HESI LPN
HESI Practice Test for Fundamentals
1. When providing oral care to an unconscious patient, what action should the nurse take to protect the patient from injury?
- A. Moisten the mouth using lemon-glycerin sponges.
- B. Hold the patient's mouth open with gloved fingers.
- C. Use foam swabs to help remove plaque.
- D. Suction the oral cavity.
Correct answer: D
Rationale: When caring for an unconscious patient, it is crucial to prevent choking and aspiration. Suctioning the oral cavity helps in removing secretions and preventing potential harm. Moisten the mouth using lemon-glycerin sponges may not effectively clear secretions. Holding the patient's mouth open with gloved fingers can cause discomfort and potential harm. Using foam swabs to remove plaque may not address the immediate risk of aspiration.
2. A nurse on a medical-surgical unit is caring for a group of clients. For which of the following clients should the nurse expect a prescription for fluid restriction?
- A. A client who has a new diagnosis of adrenal insufficiency
- B. A client who has heart failure
- C. A client who is receiving treatment for diabetic ketoacidosis
- D. A client who has abdominal ascites
Correct answer: B
Rationale: The correct answer is B. Fluid restriction is commonly prescribed for clients with heart failure to prevent fluid overload and exacerbation of heart failure symptoms. Heart failure often leads to fluid retention, and restricting fluid intake can help manage this condition. Adrenal insufficiency, diabetic ketoacidosis, and abdominal ascites do not typically require fluid restriction as a primary intervention. Adrenal insufficiency may require hormone replacement therapy, diabetic ketoacidosis requires fluid and electrolyte replacement, and abdominal ascites may require diuretics or paracentesis to remove excess fluid.
3. When caring for a client with a tracheostomy, which of the following actions should the nurse take?
- A. Clean the skin around the stoma with normal saline.
- B. Secure the tracheostomy ties with two fingers' width underneath.
- C. Soak the outer cannula in warm tap water.
- D. Use a cotton tip applicator to clean the inside of the inner cannula.
Correct answer: A
Rationale: When caring for a client with a tracheostomy, the nurse should clean the skin around the stoma with normal saline to prevent infection and ensure cleanliness. This action helps in maintaining skin integrity and preventing skin breakdown. Securing the tracheostomy ties with two fingers' width underneath is essential to allow for proper fit, prevent skin irritation, and ensure the ties are not too tight.
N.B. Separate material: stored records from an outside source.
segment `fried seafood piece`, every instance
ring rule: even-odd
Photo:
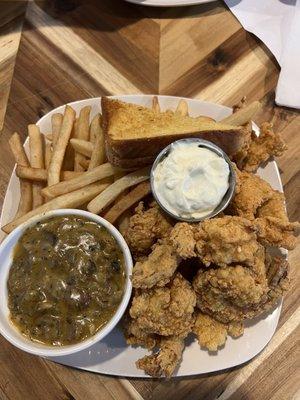
[[[274,190],[272,197],[257,209],[257,217],[276,217],[288,222],[284,194]]]
[[[233,337],[243,335],[244,325],[242,322],[223,324],[211,316],[198,311],[193,332],[197,336],[200,346],[209,351],[217,351],[219,347],[225,344],[227,335]]]
[[[126,343],[132,346],[142,346],[151,350],[159,343],[159,337],[157,335],[148,334],[140,329],[129,315],[123,320],[123,332]]]
[[[247,155],[239,166],[247,172],[255,172],[260,164],[272,156],[281,156],[286,149],[281,135],[273,131],[272,124],[264,122],[260,127],[260,135],[252,135]]]
[[[254,221],[257,236],[264,245],[292,250],[300,231],[299,222],[288,222],[276,217],[261,217]]]
[[[165,286],[172,278],[179,264],[179,257],[168,244],[157,244],[144,261],[138,261],[132,273],[135,288],[150,289]]]
[[[182,338],[175,336],[162,338],[159,351],[141,358],[136,362],[136,366],[154,377],[162,375],[170,377],[181,361],[183,349]]]
[[[130,316],[148,334],[185,337],[194,322],[195,305],[196,295],[190,283],[176,273],[167,286],[137,293]]]
[[[236,170],[238,178],[237,191],[232,199],[228,211],[234,215],[253,220],[259,207],[264,206],[269,200],[273,208],[284,210],[284,197],[281,193],[272,189],[271,185],[259,176]],[[271,210],[269,210],[271,211]]]
[[[269,291],[267,300],[262,306],[265,310],[273,306],[289,288],[289,263],[284,257],[274,257],[267,262],[267,279]]]
[[[197,256],[206,266],[233,262],[252,265],[260,249],[252,223],[229,215],[194,226],[178,223],[171,231],[170,242],[180,257]]]
[[[193,282],[197,306],[223,323],[260,315],[270,309],[288,287],[285,259],[271,259],[265,264],[265,271],[263,279],[241,265],[199,271]]]
[[[134,256],[147,255],[157,239],[166,237],[171,228],[171,223],[157,204],[145,210],[143,202],[140,202],[129,220],[125,239]]]
[[[187,222],[177,223],[171,231],[170,242],[179,257],[184,260],[196,257],[195,225]]]

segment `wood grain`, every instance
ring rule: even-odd
[[[223,2],[154,9],[123,0],[44,0],[29,3],[25,20],[26,2],[5,3],[0,8],[0,125],[6,108],[0,205],[13,168],[10,134],[17,130],[24,139],[27,124],[54,107],[120,93],[189,96],[225,105],[246,95],[263,101],[257,122],[272,119],[289,146],[278,164],[288,214],[300,219],[299,112],[274,105],[278,65]],[[299,243],[289,260],[291,287],[278,329],[266,349],[243,366],[171,380],[117,379],[31,356],[1,337],[0,398],[299,398]]]

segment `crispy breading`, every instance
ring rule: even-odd
[[[259,207],[272,197],[277,196],[279,192],[273,190],[268,182],[257,175],[236,171],[239,181],[238,190],[228,207],[228,211],[234,215],[253,220]]]
[[[196,252],[205,265],[251,265],[260,248],[255,229],[242,217],[225,216],[203,221],[195,233]]]
[[[146,260],[135,264],[132,285],[141,289],[165,286],[171,280],[178,264],[179,257],[172,246],[158,244]]]
[[[173,336],[162,338],[159,351],[141,358],[136,362],[136,366],[154,377],[162,375],[170,377],[181,361],[183,349],[182,338]]]
[[[277,272],[264,264],[264,276],[241,265],[200,270],[193,282],[197,306],[223,323],[254,318],[270,309],[287,289],[288,263],[282,258],[271,258],[269,263]],[[275,281],[267,269],[278,277]]]
[[[281,156],[286,149],[281,135],[273,131],[272,124],[265,122],[260,127],[260,135],[253,135],[241,167],[245,171],[255,172],[260,164],[272,156]]]
[[[242,321],[239,322],[230,322],[227,324],[227,332],[229,336],[237,338],[244,334],[244,324]]]
[[[257,228],[259,240],[264,245],[283,247],[292,250],[296,246],[296,235],[299,234],[299,222],[282,221],[276,217],[256,218],[254,224]]]
[[[127,344],[131,344],[132,346],[143,346],[151,350],[157,345],[157,343],[159,343],[157,335],[148,334],[140,329],[135,321],[130,319],[129,316],[126,316],[122,322]]]
[[[139,329],[162,336],[186,336],[193,324],[196,295],[179,273],[163,288],[137,293],[130,308],[130,316]]]
[[[207,266],[233,262],[250,265],[260,247],[252,223],[232,216],[209,219],[194,226],[179,222],[171,231],[170,241],[179,256],[197,256]]]
[[[194,233],[194,226],[187,222],[179,222],[172,229],[170,242],[179,257],[183,259],[196,257]]]
[[[193,332],[197,336],[199,345],[209,351],[217,351],[227,339],[227,325],[201,312],[196,314]]]
[[[227,335],[238,337],[244,333],[242,322],[224,324],[212,318],[210,315],[198,311],[196,313],[193,332],[197,336],[199,345],[209,351],[217,351],[227,339]]]
[[[276,217],[288,222],[284,194],[274,190],[272,197],[257,209],[257,217]]]
[[[172,225],[157,204],[145,210],[140,202],[129,220],[125,239],[133,255],[147,255],[157,239],[167,236],[171,228]]]

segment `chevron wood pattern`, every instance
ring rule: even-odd
[[[26,15],[25,15],[26,12]],[[69,101],[159,93],[233,105],[263,101],[288,152],[278,160],[287,209],[300,219],[300,115],[274,105],[279,68],[223,2],[155,9],[123,0],[0,3],[0,205],[13,168],[7,141]],[[13,77],[13,79],[12,79]],[[25,354],[0,338],[0,398],[100,400],[297,399],[300,250],[290,253],[291,288],[279,326],[251,362],[182,379],[117,379]]]

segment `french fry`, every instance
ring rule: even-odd
[[[76,152],[83,154],[86,157],[91,158],[93,148],[94,148],[93,143],[88,142],[87,140],[81,140],[81,139],[71,139],[70,143]],[[76,156],[76,154],[75,154],[75,156]],[[75,171],[76,171],[76,169],[75,169]]]
[[[127,173],[128,173],[127,171],[124,171],[116,167],[114,173],[114,182],[119,180],[120,178],[123,178],[123,176],[127,175]]]
[[[29,167],[29,160],[18,133],[14,133],[9,139],[9,145],[18,165]],[[15,218],[28,213],[32,209],[32,184],[20,179],[20,202]]]
[[[93,183],[82,189],[75,190],[75,192],[67,193],[62,196],[56,197],[47,203],[42,204],[40,207],[28,212],[20,218],[13,220],[7,225],[3,226],[1,229],[5,233],[10,233],[17,226],[21,225],[23,222],[28,221],[30,218],[43,214],[47,211],[56,210],[59,208],[76,208],[82,206],[87,201],[90,201],[99,193],[107,188],[109,184],[107,183]]]
[[[229,115],[228,117],[222,119],[220,122],[222,124],[240,126],[244,125],[247,122],[251,121],[254,115],[260,110],[262,107],[259,101],[254,101],[246,107],[240,108],[234,114]]]
[[[99,214],[106,206],[111,204],[125,189],[149,179],[150,167],[131,172],[110,185],[89,202],[87,209],[94,214]]]
[[[89,140],[91,106],[83,107],[78,118],[78,139]]]
[[[119,218],[118,229],[121,232],[121,235],[123,235],[123,236],[129,226],[129,218],[130,218],[129,213],[130,213],[130,211],[127,210]]]
[[[155,111],[156,113],[161,112],[157,96],[153,96],[152,98],[152,110]]]
[[[189,109],[188,109],[187,102],[185,100],[181,99],[177,105],[175,112],[177,114],[182,115],[183,117],[186,117],[187,115],[189,115]]]
[[[27,179],[35,182],[47,182],[48,172],[42,168],[31,168],[17,165],[16,175],[21,179]],[[82,172],[77,171],[61,171],[61,180],[67,181],[76,176],[82,175]]]
[[[44,136],[49,142],[53,142],[53,133],[45,133]]]
[[[134,189],[132,189],[126,196],[121,198],[111,209],[104,215],[104,218],[110,223],[114,224],[117,219],[130,207],[142,200],[147,194],[151,192],[149,182],[141,182]]]
[[[109,164],[102,164],[94,168],[92,171],[83,172],[80,176],[74,179],[59,182],[56,185],[48,186],[43,189],[42,193],[47,198],[61,196],[62,194],[73,192],[91,183],[100,181],[114,174],[114,167]]]
[[[71,138],[72,139],[76,139],[78,137],[78,118],[76,118],[76,120],[75,120],[75,122],[74,122],[74,127],[73,127],[73,134],[71,135]],[[69,146],[71,146],[72,147],[72,149],[73,149],[73,152],[74,152],[74,171],[81,171],[81,172],[83,172],[84,171],[84,168],[82,167],[82,165],[81,164],[79,164],[79,162],[75,162],[75,160],[76,160],[76,151],[75,151],[75,149],[74,149],[74,147],[72,146],[72,144],[71,144],[71,141],[69,142]],[[84,158],[84,157],[83,157]]]
[[[72,132],[75,120],[75,111],[72,107],[66,106],[59,136],[53,150],[52,158],[48,170],[48,186],[59,182],[60,171],[64,160],[64,155]]]
[[[88,170],[91,160],[85,158],[84,160],[80,160],[80,165],[84,168],[85,171]]]
[[[51,143],[46,143],[45,144],[45,167],[46,167],[46,169],[49,168],[51,157],[52,157]]]
[[[14,155],[16,164],[23,165],[25,167],[29,167],[30,162],[25,153],[20,136],[17,132],[15,132],[13,135],[11,135],[11,137],[9,139],[9,145],[10,145],[10,149]]]
[[[52,124],[52,146],[55,147],[57,143],[57,139],[59,136],[59,132],[61,129],[61,124],[63,121],[63,115],[60,113],[53,114],[51,117],[51,124]],[[48,139],[48,138],[47,138]]]
[[[76,120],[73,124],[70,139],[75,136],[75,124],[76,124]],[[62,169],[65,171],[73,171],[74,170],[74,162],[75,162],[75,151],[69,141],[69,143],[67,144]]]
[[[83,107],[80,110],[79,117],[78,117],[78,123],[76,127],[76,136],[75,138],[80,139],[80,140],[89,140],[89,121],[90,121],[90,113],[91,113],[91,107],[86,106]],[[76,149],[75,149],[76,150]],[[80,167],[80,160],[84,160],[84,156],[80,152],[75,152],[75,161],[74,161],[74,168],[75,171],[78,171],[81,169]]]
[[[28,125],[30,164],[33,168],[44,168],[43,137],[37,125]],[[32,184],[32,208],[43,204],[44,199],[41,193],[43,184],[35,182]]]
[[[89,170],[103,164],[105,161],[104,135],[100,124],[100,114],[97,114],[92,120],[90,127],[90,137],[94,138],[94,148],[91,155],[91,162],[88,168]]]
[[[20,202],[15,218],[32,210],[32,184],[29,181],[20,179]]]
[[[102,115],[98,113],[93,117],[90,125],[90,139],[89,139],[90,142],[95,143],[96,137],[98,135],[98,125],[100,125],[101,128],[101,123],[102,123]]]

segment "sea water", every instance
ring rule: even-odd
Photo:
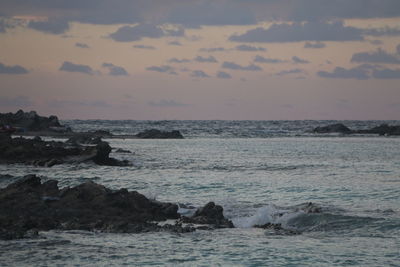
[[[331,123],[319,121],[67,123],[118,134],[175,129],[186,138],[106,140],[132,151],[111,156],[133,167],[0,165],[0,186],[32,173],[60,187],[91,180],[194,207],[214,201],[236,228],[40,232],[35,239],[0,241],[0,266],[400,266],[398,137],[309,133]],[[345,122],[353,129],[380,123]],[[322,212],[304,213],[309,202]],[[253,228],[268,222],[300,234]]]

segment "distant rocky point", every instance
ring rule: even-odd
[[[351,130],[342,123],[330,124],[328,126],[317,127],[313,130],[314,133],[343,133],[349,134]]]
[[[351,130],[342,123],[330,124],[327,126],[316,127],[314,133],[341,133],[341,134],[378,134],[378,135],[400,135],[400,125],[381,124],[366,130]]]
[[[167,132],[157,129],[150,129],[140,132],[136,136],[143,139],[183,139],[183,135],[176,130]]]
[[[24,112],[18,110],[16,113],[0,113],[0,127],[3,130],[13,128],[15,131],[25,132],[71,132],[71,128],[60,124],[57,116],[43,117],[36,111]]]

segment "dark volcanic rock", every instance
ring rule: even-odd
[[[388,124],[381,124],[372,129],[354,131],[354,133],[379,134],[379,135],[400,135],[400,125],[391,126]]]
[[[144,139],[183,139],[183,135],[179,131],[165,132],[157,129],[146,130],[136,136]]]
[[[367,130],[351,130],[341,123],[317,127],[314,133],[342,133],[342,134],[378,134],[378,135],[400,135],[400,125],[381,124]]]
[[[331,124],[323,127],[317,127],[313,130],[314,133],[343,133],[350,134],[352,131],[342,123]]]
[[[79,163],[92,160],[99,165],[129,166],[128,161],[109,157],[111,147],[100,140],[96,146],[33,139],[11,138],[0,134],[0,163],[23,163],[51,167],[56,164]]]
[[[178,206],[147,199],[136,191],[114,191],[86,182],[59,189],[28,175],[0,189],[0,239],[32,236],[39,230],[75,229],[105,232],[193,231],[153,221],[179,218]]]
[[[104,141],[101,141],[96,146],[96,156],[93,158],[93,161],[98,165],[107,165],[107,166],[129,166],[130,163],[127,160],[117,160],[114,158],[110,158],[109,154],[111,153],[111,146]]]
[[[232,221],[226,219],[223,208],[214,202],[199,208],[192,217],[182,217],[184,223],[209,224],[216,228],[233,228]]]
[[[35,111],[0,114],[0,124],[18,127],[25,131],[55,131],[70,132],[71,129],[62,126],[56,116],[42,117]]]

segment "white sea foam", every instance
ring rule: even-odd
[[[283,209],[273,204],[269,204],[257,209],[256,213],[252,216],[233,218],[232,222],[237,228],[250,228],[255,225],[263,225],[267,223],[282,224],[282,226],[285,227],[291,219],[300,214],[304,214],[304,212]]]

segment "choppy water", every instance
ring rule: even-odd
[[[93,180],[161,201],[224,207],[235,229],[188,234],[42,232],[0,241],[1,266],[399,266],[400,138],[306,134],[330,122],[71,121],[132,134],[182,130],[184,140],[107,140],[134,167],[0,165],[0,186],[28,173],[60,186]],[[354,129],[381,122],[346,122]],[[395,124],[395,123],[392,123]],[[47,178],[48,177],[48,178]],[[321,214],[299,206],[314,202]],[[184,210],[182,210],[184,212]],[[301,231],[285,235],[251,226]]]

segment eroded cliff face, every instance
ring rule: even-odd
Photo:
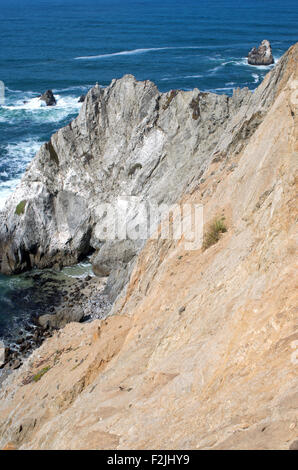
[[[296,45],[182,196],[203,203],[207,225],[224,214],[228,231],[205,251],[149,240],[114,315],[67,325],[7,379],[0,446],[288,449],[297,439],[297,60]],[[112,90],[127,81],[145,86],[126,78]]]
[[[107,266],[115,243],[100,253],[101,204],[123,196],[178,201],[214,155],[226,158],[246,145],[274,100],[287,60],[254,94],[236,90],[231,98],[199,90],[162,94],[130,75],[106,89],[94,87],[78,118],[41,147],[0,214],[0,271],[69,265],[91,250],[99,252],[98,273],[125,267],[144,243],[130,245],[129,260],[127,247],[118,245],[118,258]]]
Soaking the outer cannula in warm tap water is not recommended as it can lead to contamination and is not a standard practice. Using a cotton tip applicator to clean the inside of the inner cannula is discouraged as it can leave fibers behind, increasing the risk of aspiration and respiratory complications.
4. A client in an oncology clinic is being assessed by a nurse while undergoing treatment for ovarian cancer. Which of the following statements by the client indicates she is experiencing psychological distress?
- A. I keep having nightmares about my upcoming surgery.
- B. I feel more energetic than I did before.
- C. I have been making plans for the future.
- D. I am looking forward to starting my new treatment.
Correct answer: A
Rationale: Choice A is the correct answer as nightmares about upcoming surgery indicate psychological distress commonly associated with fears, anxiety, and stress related to the treatment. Choices B, C, and D suggest positive emotions and proactive behaviors that are not typical signs of psychological distress in this context. Feeling more energetic, making future plans, and looking forward to treatment are generally positive indicators of coping and adjustment to the situation.
5. A client with a history of diabetes mellitus is experiencing polyuria, polydipsia, and polyphagia. What is the most important action for the LPN/LVN to take?
- A. Monitor the client's blood glucose level.
- B. Encourage the client to increase fluid intake.
- C. Administer insulin as prescribed.
- D. Assess the client's urine output.
Correct answer: A
Rationale: The most important action for the LPN/LVN to take when a client with a history of diabetes mellitus experiences symptoms of hyperglycemia such as polyuria, polydipsia, and polyphagia is to monitor the client's blood glucose level. This action helps assess the severity of hyperglycemia and guides further interventions. Encouraging the client to increase fluid intake (Choice B) may exacerbate the symptoms by further diluting the blood glucose concentration. Administering insulin as prescribed (Choice C) should be done based on the healthcare provider's orders and after assessing the blood glucose levels. Assessing the client's urine output (Choice D) is important but not the most immediate action needed in this scenario.